President Trump announced Tuesday that he will declare his Supreme Court nominee Saturday, meaning Congress would have less than 40 days to confirm the candidate.
Though Senate Majority Leader Mitch McConnell, R-Ky., has not confirmed any details on scheduling at this time, a Senate aide told The Associated Press that the GOP-controlled Senate intends to get Trump’s nominee confirmed by the end of October.
The anonymous source also said the Senate Judiciary Committee could begin confirmation hearings as soon as Oct. 12 with the Senate floor vote coming as soon as Oct. 29.
“I guess we have all the votes we’re going to need,” Trump told a local Fox News outlet in Detroit. “I think it’s going to happen.”
While Democrats have made it clear they do not support the GOP rushing through a candidate, some Republicans are reportedly worried that pushing through an allegedly conservative justice, could galvanize Democratic voters even more.
The Senate only needs a simple majority to confirm Trump’s nominee, and with a 53-47 Republican controlled Senate, the odds are the nomination will pass.
Justice Brett Kavanagh, who was nominated by Trump in July 2018, waited three months before his confirmation could advance due to a series of hearings that were conducted surrounding allegations that he sexually assaulted Christine Blasey Ford.
Only Sens.
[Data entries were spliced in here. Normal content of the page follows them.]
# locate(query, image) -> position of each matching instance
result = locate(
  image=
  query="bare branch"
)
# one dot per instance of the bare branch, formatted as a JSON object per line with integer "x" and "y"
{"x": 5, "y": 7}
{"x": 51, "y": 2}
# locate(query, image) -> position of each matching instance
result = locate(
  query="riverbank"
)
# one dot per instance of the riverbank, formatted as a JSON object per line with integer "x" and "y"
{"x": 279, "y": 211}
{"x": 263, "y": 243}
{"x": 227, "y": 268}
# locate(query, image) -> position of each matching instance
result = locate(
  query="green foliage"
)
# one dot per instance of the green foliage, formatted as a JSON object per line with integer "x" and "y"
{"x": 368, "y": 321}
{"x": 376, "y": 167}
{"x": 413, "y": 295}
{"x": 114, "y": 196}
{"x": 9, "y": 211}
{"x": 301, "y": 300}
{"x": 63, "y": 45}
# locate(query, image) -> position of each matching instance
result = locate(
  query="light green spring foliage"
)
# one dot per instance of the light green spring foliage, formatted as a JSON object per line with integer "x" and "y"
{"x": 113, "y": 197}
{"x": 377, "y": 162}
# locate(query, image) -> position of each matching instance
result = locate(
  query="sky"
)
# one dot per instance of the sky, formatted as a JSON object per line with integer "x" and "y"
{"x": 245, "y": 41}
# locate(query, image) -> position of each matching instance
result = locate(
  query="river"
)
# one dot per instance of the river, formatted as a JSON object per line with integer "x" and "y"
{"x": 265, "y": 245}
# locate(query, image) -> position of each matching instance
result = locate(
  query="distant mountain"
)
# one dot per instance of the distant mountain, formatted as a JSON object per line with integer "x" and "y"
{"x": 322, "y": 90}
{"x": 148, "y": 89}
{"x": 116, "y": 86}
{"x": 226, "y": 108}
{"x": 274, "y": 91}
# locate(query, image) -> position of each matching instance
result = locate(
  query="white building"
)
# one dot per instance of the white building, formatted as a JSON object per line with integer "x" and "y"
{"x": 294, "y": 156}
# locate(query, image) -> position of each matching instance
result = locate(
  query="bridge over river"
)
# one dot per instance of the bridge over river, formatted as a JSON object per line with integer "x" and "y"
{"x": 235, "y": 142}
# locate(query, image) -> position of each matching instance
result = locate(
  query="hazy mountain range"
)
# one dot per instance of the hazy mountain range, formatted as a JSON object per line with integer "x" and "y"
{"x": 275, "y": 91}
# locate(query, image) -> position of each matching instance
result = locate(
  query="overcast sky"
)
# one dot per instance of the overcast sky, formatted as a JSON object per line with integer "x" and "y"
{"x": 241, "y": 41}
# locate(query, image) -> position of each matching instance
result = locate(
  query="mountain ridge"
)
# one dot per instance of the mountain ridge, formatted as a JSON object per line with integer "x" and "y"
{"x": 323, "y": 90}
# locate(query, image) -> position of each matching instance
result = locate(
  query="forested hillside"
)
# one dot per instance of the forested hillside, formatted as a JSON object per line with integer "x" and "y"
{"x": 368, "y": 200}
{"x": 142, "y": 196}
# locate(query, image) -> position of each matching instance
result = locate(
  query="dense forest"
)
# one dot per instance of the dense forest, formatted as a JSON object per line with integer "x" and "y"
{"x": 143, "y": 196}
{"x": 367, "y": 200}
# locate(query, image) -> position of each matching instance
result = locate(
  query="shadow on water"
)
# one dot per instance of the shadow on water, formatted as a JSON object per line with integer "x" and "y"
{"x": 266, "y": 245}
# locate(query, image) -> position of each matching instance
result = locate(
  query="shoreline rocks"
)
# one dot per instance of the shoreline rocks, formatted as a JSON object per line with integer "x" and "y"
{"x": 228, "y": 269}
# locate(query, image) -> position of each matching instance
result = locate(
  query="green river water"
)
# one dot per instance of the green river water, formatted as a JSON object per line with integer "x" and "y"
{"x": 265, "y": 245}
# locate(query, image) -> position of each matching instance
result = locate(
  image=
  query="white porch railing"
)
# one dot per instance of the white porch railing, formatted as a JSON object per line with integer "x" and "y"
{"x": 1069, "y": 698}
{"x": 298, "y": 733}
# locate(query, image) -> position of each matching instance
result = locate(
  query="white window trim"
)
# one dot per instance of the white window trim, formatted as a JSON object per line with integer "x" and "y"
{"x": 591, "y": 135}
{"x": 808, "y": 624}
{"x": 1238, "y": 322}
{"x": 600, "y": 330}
Susan Collins, R- Maine, and Lisa Murkowski, R- Alaska, have said they oppose rushing a vote prior to a presidential election.
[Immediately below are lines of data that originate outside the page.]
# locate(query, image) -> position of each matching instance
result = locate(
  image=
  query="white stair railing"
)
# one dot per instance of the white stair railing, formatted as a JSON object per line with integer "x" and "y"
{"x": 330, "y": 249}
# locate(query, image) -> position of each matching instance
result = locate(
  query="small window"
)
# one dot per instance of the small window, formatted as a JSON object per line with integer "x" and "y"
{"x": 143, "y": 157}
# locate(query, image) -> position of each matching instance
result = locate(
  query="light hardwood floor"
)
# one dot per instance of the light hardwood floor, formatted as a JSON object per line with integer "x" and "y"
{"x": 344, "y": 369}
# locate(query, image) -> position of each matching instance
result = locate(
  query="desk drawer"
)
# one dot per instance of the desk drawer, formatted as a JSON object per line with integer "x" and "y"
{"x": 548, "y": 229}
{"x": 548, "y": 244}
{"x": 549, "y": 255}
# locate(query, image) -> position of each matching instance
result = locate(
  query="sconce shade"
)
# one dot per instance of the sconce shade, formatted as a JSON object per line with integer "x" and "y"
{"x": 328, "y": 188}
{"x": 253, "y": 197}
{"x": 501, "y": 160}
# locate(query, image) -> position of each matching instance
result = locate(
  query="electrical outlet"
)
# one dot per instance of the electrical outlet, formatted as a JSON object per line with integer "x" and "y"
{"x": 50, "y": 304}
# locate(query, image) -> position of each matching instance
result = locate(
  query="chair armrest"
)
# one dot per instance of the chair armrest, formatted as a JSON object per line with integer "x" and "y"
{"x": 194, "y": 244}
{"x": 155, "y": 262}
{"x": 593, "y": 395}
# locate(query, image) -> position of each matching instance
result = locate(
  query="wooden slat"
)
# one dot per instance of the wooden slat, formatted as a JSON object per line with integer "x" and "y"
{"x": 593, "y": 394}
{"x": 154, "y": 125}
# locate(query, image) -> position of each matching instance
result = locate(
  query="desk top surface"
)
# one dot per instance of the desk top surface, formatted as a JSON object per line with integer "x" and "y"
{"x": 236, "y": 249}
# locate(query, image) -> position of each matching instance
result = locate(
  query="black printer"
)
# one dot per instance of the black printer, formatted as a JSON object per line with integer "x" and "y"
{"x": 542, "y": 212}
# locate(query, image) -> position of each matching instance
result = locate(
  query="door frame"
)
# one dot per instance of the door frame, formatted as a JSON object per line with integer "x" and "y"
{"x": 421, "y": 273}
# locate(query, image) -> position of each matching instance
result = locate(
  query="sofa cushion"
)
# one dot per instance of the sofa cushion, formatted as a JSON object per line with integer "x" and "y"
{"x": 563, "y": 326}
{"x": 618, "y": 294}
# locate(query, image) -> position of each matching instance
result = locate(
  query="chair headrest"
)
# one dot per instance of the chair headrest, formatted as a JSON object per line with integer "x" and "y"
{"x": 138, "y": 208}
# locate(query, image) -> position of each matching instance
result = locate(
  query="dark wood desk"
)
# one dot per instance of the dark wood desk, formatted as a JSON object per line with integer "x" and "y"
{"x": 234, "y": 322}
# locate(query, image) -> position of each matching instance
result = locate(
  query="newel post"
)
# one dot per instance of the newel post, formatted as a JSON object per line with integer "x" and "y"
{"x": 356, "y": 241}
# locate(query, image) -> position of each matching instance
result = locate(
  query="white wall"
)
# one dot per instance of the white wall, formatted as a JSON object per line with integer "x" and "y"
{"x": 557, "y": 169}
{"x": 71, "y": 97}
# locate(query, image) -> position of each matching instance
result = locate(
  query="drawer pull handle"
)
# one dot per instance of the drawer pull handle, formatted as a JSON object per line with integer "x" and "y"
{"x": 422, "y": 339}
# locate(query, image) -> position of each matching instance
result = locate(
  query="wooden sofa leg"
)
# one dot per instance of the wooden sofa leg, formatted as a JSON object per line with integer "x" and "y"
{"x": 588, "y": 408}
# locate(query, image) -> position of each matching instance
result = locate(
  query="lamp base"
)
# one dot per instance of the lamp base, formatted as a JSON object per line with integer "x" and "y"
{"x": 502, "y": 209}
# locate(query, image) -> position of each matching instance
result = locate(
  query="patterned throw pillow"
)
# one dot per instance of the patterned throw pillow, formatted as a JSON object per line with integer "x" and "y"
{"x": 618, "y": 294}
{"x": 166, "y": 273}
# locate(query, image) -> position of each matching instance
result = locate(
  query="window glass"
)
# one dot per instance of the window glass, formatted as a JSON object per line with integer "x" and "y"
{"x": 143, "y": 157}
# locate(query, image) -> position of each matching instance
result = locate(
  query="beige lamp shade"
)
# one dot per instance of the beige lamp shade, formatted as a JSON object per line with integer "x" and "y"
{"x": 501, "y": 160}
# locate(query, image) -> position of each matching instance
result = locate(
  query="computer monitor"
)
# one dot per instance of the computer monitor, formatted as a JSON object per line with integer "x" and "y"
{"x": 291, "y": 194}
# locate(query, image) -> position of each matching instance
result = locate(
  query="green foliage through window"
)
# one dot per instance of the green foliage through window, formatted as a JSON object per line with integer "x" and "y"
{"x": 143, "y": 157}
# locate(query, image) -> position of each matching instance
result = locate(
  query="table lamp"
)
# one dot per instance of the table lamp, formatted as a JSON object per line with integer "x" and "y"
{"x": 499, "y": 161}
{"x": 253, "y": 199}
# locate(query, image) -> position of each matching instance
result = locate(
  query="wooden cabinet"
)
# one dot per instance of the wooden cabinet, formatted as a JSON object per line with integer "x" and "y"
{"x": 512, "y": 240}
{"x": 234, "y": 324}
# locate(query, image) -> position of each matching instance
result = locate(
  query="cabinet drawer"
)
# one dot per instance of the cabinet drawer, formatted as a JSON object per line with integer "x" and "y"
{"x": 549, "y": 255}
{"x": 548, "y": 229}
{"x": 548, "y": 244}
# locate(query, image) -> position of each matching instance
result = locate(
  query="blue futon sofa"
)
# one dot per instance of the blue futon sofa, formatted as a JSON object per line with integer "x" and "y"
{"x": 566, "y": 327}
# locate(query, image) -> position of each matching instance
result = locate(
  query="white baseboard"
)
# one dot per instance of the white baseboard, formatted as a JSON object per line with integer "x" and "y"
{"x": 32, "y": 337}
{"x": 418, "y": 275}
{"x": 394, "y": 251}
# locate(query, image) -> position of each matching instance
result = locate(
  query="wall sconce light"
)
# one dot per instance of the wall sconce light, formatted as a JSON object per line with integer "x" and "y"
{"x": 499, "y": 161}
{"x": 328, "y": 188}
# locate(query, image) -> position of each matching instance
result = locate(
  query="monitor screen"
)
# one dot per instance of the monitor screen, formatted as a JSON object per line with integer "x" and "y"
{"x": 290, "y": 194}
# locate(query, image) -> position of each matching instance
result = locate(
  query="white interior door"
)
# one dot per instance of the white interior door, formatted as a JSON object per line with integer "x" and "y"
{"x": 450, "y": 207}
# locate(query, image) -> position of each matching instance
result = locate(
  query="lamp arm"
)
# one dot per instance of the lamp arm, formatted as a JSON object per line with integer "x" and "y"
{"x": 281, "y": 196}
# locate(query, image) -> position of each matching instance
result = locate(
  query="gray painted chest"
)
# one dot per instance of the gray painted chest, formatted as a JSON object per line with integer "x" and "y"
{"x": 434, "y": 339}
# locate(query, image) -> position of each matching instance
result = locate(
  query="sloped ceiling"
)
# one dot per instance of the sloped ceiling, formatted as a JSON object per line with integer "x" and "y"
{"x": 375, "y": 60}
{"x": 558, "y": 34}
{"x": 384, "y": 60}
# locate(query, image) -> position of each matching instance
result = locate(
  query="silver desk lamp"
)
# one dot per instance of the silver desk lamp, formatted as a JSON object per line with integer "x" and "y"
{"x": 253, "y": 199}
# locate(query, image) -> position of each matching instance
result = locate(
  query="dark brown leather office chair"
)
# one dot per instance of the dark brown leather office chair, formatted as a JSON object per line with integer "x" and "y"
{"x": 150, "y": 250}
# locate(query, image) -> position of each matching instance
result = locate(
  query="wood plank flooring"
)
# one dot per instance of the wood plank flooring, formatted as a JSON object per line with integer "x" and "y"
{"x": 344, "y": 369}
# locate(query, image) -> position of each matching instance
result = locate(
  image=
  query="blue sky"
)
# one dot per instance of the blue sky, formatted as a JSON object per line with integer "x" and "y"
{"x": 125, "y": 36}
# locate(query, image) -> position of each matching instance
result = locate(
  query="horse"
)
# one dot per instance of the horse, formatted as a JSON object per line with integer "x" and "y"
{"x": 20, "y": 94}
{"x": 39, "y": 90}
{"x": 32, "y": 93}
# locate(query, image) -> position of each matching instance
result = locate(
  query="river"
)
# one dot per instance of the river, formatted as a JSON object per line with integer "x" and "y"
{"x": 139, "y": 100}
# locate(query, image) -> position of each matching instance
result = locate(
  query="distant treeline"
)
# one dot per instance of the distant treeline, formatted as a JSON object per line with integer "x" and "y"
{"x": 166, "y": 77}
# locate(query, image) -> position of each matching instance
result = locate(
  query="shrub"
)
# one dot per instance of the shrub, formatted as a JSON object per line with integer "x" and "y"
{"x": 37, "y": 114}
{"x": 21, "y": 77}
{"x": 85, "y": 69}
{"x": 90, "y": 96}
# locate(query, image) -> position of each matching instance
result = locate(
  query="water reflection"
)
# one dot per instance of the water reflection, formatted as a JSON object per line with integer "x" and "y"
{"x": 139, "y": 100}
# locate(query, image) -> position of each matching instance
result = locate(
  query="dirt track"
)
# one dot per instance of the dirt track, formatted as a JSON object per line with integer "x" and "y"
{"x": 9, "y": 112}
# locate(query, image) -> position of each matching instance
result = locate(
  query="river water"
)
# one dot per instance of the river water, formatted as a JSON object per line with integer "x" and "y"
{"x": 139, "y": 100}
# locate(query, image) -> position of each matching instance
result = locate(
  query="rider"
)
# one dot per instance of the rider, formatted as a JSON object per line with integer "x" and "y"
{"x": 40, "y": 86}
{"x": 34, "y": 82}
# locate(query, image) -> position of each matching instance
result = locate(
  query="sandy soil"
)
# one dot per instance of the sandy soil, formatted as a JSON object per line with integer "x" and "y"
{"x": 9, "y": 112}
Sen. Mitt Romney, R-Utah, the only other swing vote in the Republican controlled Senate, said that he would potentially support the vote on a Supreme Court nominee.
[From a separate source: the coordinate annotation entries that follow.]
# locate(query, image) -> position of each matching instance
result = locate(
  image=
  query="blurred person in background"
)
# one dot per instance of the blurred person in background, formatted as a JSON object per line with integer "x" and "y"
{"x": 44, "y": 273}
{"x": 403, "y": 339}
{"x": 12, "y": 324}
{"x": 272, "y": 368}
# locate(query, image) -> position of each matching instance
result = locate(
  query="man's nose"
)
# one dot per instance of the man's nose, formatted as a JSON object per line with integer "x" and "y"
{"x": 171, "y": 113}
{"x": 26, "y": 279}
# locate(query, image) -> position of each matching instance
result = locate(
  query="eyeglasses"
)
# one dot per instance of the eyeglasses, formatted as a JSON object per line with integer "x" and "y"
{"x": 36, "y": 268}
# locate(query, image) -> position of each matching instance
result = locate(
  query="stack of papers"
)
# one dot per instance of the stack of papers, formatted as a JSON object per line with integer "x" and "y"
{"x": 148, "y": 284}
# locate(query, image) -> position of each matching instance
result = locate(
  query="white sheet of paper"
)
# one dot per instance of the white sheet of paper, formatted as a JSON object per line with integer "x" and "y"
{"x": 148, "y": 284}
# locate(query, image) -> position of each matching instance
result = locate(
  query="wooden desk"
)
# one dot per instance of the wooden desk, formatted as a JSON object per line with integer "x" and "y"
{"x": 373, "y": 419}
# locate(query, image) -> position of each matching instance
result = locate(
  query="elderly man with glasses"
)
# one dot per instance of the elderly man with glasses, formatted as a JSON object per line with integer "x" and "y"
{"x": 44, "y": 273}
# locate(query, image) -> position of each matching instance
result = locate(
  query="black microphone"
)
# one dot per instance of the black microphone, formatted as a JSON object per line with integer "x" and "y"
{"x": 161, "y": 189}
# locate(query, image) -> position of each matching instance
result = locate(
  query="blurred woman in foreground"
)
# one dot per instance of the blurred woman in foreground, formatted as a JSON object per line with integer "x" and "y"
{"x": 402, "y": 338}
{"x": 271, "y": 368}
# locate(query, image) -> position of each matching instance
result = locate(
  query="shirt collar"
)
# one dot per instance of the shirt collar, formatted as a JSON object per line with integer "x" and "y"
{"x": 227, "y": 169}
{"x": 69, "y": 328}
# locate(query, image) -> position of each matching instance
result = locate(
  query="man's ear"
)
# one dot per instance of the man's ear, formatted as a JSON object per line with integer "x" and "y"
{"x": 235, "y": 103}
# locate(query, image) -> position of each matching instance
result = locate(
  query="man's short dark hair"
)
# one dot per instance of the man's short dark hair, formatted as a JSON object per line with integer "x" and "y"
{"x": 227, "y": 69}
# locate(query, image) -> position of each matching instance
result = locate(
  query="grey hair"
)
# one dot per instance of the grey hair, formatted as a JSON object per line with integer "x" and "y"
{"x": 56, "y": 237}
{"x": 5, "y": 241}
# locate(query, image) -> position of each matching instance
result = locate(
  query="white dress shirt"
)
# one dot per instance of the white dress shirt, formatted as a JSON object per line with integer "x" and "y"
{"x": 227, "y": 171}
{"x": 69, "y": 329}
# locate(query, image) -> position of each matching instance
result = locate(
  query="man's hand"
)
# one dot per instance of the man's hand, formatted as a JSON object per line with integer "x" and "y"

“As we all know, the president is going to be sending up a nominee for the Supreme Court vacancy later this week. I anticipate, we all anticipate, it's going to be an extremely well-qualified woman, and with regard to the schedule, after that announcement, Chairman Lindsey Graham, will lay out the plan for handling the nomination before the Judiciary Committee,” McConnell said during a Tuesday briefing.
Early voting has started in some states in the U.S. and lawmakers expect voters will be watching how they handle the replacement of Justice Ruth Bader Ginsburg, a liberal icon for women’s rights.
Democrats have condemned the GOP’s push to instate a new justice, calling the move hypocritical as they blocked former President Obama’s nominee in 2016, citing concerns over the fact that it was an election year.
The Associated Press contributed to this report.